On the 23rd floor of the European Central Bank’s (ECB) towering Frankfurt headquarters, on the other side of a security door, anti-counterfeiting experts are poring over some of the best fake banknotes in the eurozone.
The room, off limits to outsiders, at first glance recalls a high-school science lab — an unusually well-equipped one.
Lined up on the workbenches are 3D microscopes, ultra-sensitive scales and special devices designed to detect about a dozen of the safety features embedded in genuine euro banknotes — and spot the forgeries.
Photo: AFP
The analysis done by the handful of specialists in the room helps the ECB keep up to date with the latest counterfeiting techniques, and hopefully stay a step ahead.
Twenty years after the launch of the single currency, the risk of a eurozone citizen holding a fake euro note is “very slim,” said Jean-Michel Grimal, head of the ECB Currency Development Division.
The chances have been getting slimmer by the year.
Banknote counterfeiting fell to a historically low level last year, said the ECB, which is responsible for issuing bills, while the central banks of the 19 eurozone nations each produce their own coins.
About 460,000 fake euro bills were last year taken out of circulation, down 18 percent from 2019.
By comparison, there are currently 27 billion genuine euro notes out there.
The safety of euro banknotes has contributed to the “strong trust” eurozone citizens have in the single currency, Grimal said, with surveys putting support for the euro at about 80 percent.
The lab’s biggest treasure is a large iron cabinet that requires two people to open it, each only knowing part of the secret combination.
Inside is a trove of nearly 1,000 fake banknotes that have been studied over the past two decades.
Every eurozone country has its own counterfeiting detection center, but Frankfurt holds the most “interesting” examples because they are considered the best imitations, said Eric Languillat, one of the ECB’s counterfeiting experts.
The analysis done here also helps to give “a quantitative view of the [fake] notes circulating in Europe,” he said.
The findings are shared with police services, such as the EU police agency Europol, to help them track down counterfeiting networks.
The ECB’s research and development (R&D) teams, tasked with constantly improving the quality and security of euro bills, also feed off the lab’s discoveries.
“If we notice the counterfeiters using certain technological methods, the R&D teams will look at what they can put in place to counteract them,” Grimal said.
The ECB’s efforts against tampering come at a price, requiring a sizeable annual budget, but the money spent “is a good investment compared to the cost of a counterfeiting crisis,” Grimal said.
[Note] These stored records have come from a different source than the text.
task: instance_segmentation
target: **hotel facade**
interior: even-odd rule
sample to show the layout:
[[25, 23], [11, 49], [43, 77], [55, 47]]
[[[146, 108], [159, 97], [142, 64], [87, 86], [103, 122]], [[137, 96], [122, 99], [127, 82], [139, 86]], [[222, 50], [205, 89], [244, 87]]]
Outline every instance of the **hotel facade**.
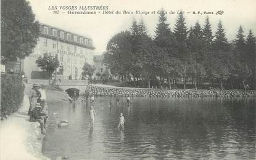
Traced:
[[[70, 75], [73, 79], [81, 79], [82, 68], [85, 62], [93, 65], [92, 39], [50, 25], [40, 23], [40, 34], [33, 53], [24, 60], [23, 70], [28, 78], [32, 71], [41, 71], [36, 60], [44, 53], [57, 54], [60, 73], [63, 78]], [[62, 70], [62, 71], [61, 71]]]

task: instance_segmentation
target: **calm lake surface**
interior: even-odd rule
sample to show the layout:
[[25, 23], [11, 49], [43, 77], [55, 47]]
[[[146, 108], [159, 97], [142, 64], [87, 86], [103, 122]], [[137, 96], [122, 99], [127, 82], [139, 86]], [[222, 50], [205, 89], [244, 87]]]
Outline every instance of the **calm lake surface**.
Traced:
[[[49, 102], [49, 130], [43, 152], [69, 159], [254, 159], [255, 99], [125, 98], [109, 108], [96, 97], [90, 132], [90, 103]], [[115, 102], [115, 99], [114, 98]], [[54, 118], [57, 112], [60, 118]], [[125, 118], [118, 130], [119, 114]], [[68, 127], [58, 128], [62, 120]]]

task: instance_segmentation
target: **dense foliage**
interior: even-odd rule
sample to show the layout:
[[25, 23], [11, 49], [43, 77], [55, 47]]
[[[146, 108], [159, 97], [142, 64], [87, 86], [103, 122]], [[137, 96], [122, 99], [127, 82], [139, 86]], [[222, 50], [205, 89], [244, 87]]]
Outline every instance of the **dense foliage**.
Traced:
[[23, 100], [24, 84], [20, 74], [6, 74], [1, 76], [1, 116], [17, 111]]
[[49, 85], [50, 84], [50, 79], [52, 77], [52, 74], [60, 65], [58, 55], [55, 56], [51, 55], [51, 54], [48, 54], [45, 53], [44, 57], [41, 55], [36, 60], [36, 63], [38, 64], [38, 66], [40, 67], [44, 71], [47, 71], [49, 73]]
[[28, 2], [1, 1], [1, 62], [23, 59], [33, 52], [39, 34], [39, 26]]
[[83, 72], [82, 72], [83, 76], [86, 76], [86, 75], [88, 75], [89, 78], [91, 78], [91, 76], [94, 73], [95, 68], [93, 66], [92, 66], [90, 64], [89, 64], [88, 63], [85, 62], [82, 70], [83, 70]]
[[184, 89], [188, 83], [196, 89], [205, 84], [215, 87], [217, 84], [222, 89], [246, 89], [247, 84], [255, 89], [255, 38], [251, 30], [245, 38], [240, 26], [236, 39], [229, 42], [221, 21], [213, 35], [208, 17], [203, 27], [197, 22], [188, 29], [179, 14], [173, 31], [167, 20], [162, 12], [153, 38], [143, 21], [135, 20], [130, 30], [112, 37], [104, 54], [112, 73], [129, 84], [147, 81], [148, 87], [159, 79], [167, 81], [169, 88], [172, 82], [174, 87], [182, 82]]

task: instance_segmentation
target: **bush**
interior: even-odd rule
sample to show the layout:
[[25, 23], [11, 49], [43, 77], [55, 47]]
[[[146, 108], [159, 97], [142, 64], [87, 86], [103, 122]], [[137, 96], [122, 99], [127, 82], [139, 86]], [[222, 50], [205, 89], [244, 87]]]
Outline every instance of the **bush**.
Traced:
[[24, 84], [15, 74], [1, 76], [1, 116], [10, 115], [20, 107], [24, 97]]

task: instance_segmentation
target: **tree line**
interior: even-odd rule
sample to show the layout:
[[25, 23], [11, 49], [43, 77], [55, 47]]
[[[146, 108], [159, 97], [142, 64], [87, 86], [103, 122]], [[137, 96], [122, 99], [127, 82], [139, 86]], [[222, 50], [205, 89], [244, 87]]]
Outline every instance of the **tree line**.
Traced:
[[[229, 42], [221, 21], [215, 34], [209, 17], [201, 26], [196, 22], [189, 29], [179, 14], [173, 30], [162, 12], [151, 38], [142, 20], [133, 20], [129, 31], [114, 35], [104, 53], [104, 63], [125, 82], [167, 79], [169, 88], [188, 81], [202, 88], [204, 84], [220, 89], [255, 89], [255, 38], [246, 36], [241, 26]], [[182, 81], [181, 81], [182, 80]]]

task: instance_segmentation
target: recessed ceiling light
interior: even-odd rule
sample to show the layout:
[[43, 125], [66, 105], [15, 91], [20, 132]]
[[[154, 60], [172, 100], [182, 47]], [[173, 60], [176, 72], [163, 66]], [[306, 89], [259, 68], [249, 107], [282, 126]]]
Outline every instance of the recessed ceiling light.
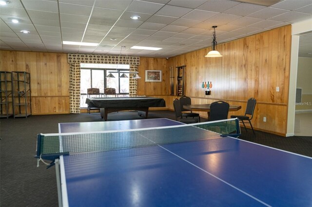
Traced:
[[138, 19], [139, 18], [141, 18], [141, 17], [138, 16], [137, 15], [135, 15], [134, 16], [130, 17], [130, 18], [131, 18], [132, 19]]
[[11, 19], [11, 21], [12, 21], [13, 23], [19, 23], [20, 22], [20, 20], [18, 19], [17, 18], [10, 18], [10, 19]]
[[9, 1], [4, 0], [0, 0], [0, 5], [4, 6], [9, 3]]
[[162, 49], [161, 48], [153, 48], [152, 47], [133, 46], [130, 48], [131, 49], [147, 50], [149, 51], [158, 51]]
[[71, 42], [69, 41], [63, 41], [63, 45], [80, 45], [82, 46], [97, 46], [98, 43], [91, 43], [89, 42]]

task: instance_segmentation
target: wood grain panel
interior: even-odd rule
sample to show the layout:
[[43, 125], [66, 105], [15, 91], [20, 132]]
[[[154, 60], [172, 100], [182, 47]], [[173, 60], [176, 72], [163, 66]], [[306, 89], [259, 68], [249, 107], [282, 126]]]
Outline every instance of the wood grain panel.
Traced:
[[69, 66], [66, 54], [1, 51], [1, 70], [30, 73], [32, 112], [69, 113]]
[[[170, 58], [168, 65], [186, 65], [185, 94], [195, 104], [231, 100], [242, 105], [236, 114], [244, 114], [247, 100], [254, 97], [257, 102], [252, 121], [255, 128], [285, 135], [291, 44], [291, 26], [288, 25], [218, 45], [222, 57], [204, 58], [211, 50], [205, 49]], [[211, 95], [205, 95], [198, 77], [212, 82]]]

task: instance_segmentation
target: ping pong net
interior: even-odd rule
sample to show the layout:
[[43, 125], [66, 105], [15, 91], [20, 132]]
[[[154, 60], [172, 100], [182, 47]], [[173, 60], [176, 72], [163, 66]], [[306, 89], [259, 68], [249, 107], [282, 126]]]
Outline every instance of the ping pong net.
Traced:
[[35, 157], [54, 161], [60, 155], [144, 147], [240, 135], [236, 119], [190, 124], [88, 133], [40, 134]]

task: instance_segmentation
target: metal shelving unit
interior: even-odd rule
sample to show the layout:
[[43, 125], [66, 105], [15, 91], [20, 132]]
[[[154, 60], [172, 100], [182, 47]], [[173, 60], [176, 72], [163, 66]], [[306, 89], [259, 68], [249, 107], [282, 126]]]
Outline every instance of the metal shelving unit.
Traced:
[[183, 96], [184, 95], [184, 70], [186, 66], [179, 66], [176, 68], [177, 70], [176, 95]]
[[31, 115], [30, 74], [24, 71], [12, 71], [14, 117]]
[[0, 71], [0, 118], [14, 115], [12, 73]]

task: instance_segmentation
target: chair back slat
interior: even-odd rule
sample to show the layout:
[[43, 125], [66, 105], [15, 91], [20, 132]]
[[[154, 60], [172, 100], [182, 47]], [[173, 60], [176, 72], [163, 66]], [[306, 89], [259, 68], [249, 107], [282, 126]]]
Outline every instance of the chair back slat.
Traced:
[[189, 110], [184, 109], [183, 108], [183, 106], [185, 105], [189, 105], [191, 104], [192, 101], [191, 100], [191, 98], [188, 97], [187, 96], [183, 96], [182, 97], [180, 98], [179, 100], [180, 103], [181, 104], [181, 111], [189, 111]]
[[245, 112], [245, 116], [247, 115], [251, 115], [252, 119], [254, 116], [254, 111], [256, 103], [256, 101], [254, 98], [251, 98], [248, 99], [247, 101], [247, 106], [246, 108], [246, 112]]
[[228, 119], [230, 104], [224, 101], [213, 102], [210, 104], [210, 121]]
[[174, 100], [174, 108], [176, 114], [176, 120], [178, 121], [177, 118], [182, 116], [182, 112], [181, 111], [180, 100], [177, 99]]

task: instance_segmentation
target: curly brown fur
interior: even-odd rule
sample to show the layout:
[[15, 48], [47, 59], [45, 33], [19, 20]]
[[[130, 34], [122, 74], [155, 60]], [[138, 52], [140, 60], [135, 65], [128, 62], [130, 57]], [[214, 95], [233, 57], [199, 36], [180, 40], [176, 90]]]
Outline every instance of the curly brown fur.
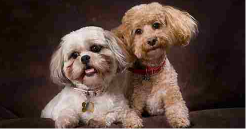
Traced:
[[122, 39], [135, 62], [149, 67], [165, 62], [150, 80], [132, 74], [132, 107], [139, 115], [144, 110], [151, 115], [165, 113], [173, 128], [189, 127], [189, 111], [177, 83], [177, 73], [166, 54], [173, 45], [189, 44], [198, 33], [196, 20], [187, 12], [155, 2], [128, 10], [122, 24], [112, 32]]

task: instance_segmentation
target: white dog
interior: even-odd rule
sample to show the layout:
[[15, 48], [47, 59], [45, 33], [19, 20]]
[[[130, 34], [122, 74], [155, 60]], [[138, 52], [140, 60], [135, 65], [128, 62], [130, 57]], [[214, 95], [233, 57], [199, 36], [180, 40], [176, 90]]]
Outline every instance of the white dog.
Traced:
[[65, 88], [42, 111], [56, 128], [88, 124], [96, 128], [121, 122], [125, 128], [142, 127], [142, 120], [126, 100], [126, 51], [120, 40], [99, 27], [84, 27], [62, 38], [53, 54], [52, 80]]

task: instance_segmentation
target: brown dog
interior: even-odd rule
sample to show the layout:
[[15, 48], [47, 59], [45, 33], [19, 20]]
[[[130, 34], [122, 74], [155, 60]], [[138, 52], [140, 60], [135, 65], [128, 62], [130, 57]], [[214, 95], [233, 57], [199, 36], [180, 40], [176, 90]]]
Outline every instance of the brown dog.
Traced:
[[155, 2], [128, 10], [122, 24], [112, 31], [135, 57], [130, 69], [132, 107], [139, 115], [144, 110], [151, 115], [165, 113], [173, 128], [189, 127], [189, 111], [166, 53], [170, 46], [188, 45], [195, 37], [195, 19], [187, 12]]

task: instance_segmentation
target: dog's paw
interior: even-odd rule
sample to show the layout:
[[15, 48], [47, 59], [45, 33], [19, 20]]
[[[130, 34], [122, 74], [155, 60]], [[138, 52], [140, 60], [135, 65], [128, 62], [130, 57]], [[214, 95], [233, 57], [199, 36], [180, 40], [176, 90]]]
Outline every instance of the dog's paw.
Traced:
[[171, 126], [174, 127], [174, 129], [190, 129], [191, 128], [191, 124], [189, 119], [176, 119], [175, 122], [173, 121], [172, 123], [170, 123]]
[[107, 128], [107, 124], [104, 120], [91, 119], [88, 121], [88, 126], [94, 128], [94, 129], [105, 129], [105, 128]]
[[58, 117], [55, 121], [56, 129], [73, 129], [79, 124], [79, 120], [72, 117]]
[[143, 120], [135, 112], [132, 112], [131, 115], [126, 118], [123, 126], [124, 129], [142, 129]]

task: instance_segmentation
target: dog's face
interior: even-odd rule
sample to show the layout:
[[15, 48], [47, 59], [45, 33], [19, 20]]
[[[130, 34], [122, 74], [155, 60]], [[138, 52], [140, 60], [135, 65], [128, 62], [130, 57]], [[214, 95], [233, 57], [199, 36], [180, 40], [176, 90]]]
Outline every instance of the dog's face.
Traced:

On one computer screen, a genuine 20 euro note is blown up to nearly 70 times its size, revealing the tiny waves inside the “20” figure, resembling the ridges of a ploughed field and quite a challenge to imitate.
Citizens do not necessarily “have the instinct to look closely at notes,” Languillat said.
That is why the ECB has for years encouraged the public to use the “feel, look, tilt” method to check that what they are holding is the real thing — no microscope required.
Special printing ensures no other notes feel like euro notes, holding a bill up to the light reveals the watermark and security thread, while tilting it changes the hologram and color-shifting images.
“If you look carefully at a banknote, the quality of a fake is generally pretty bad — it should be easy to spot,” he said.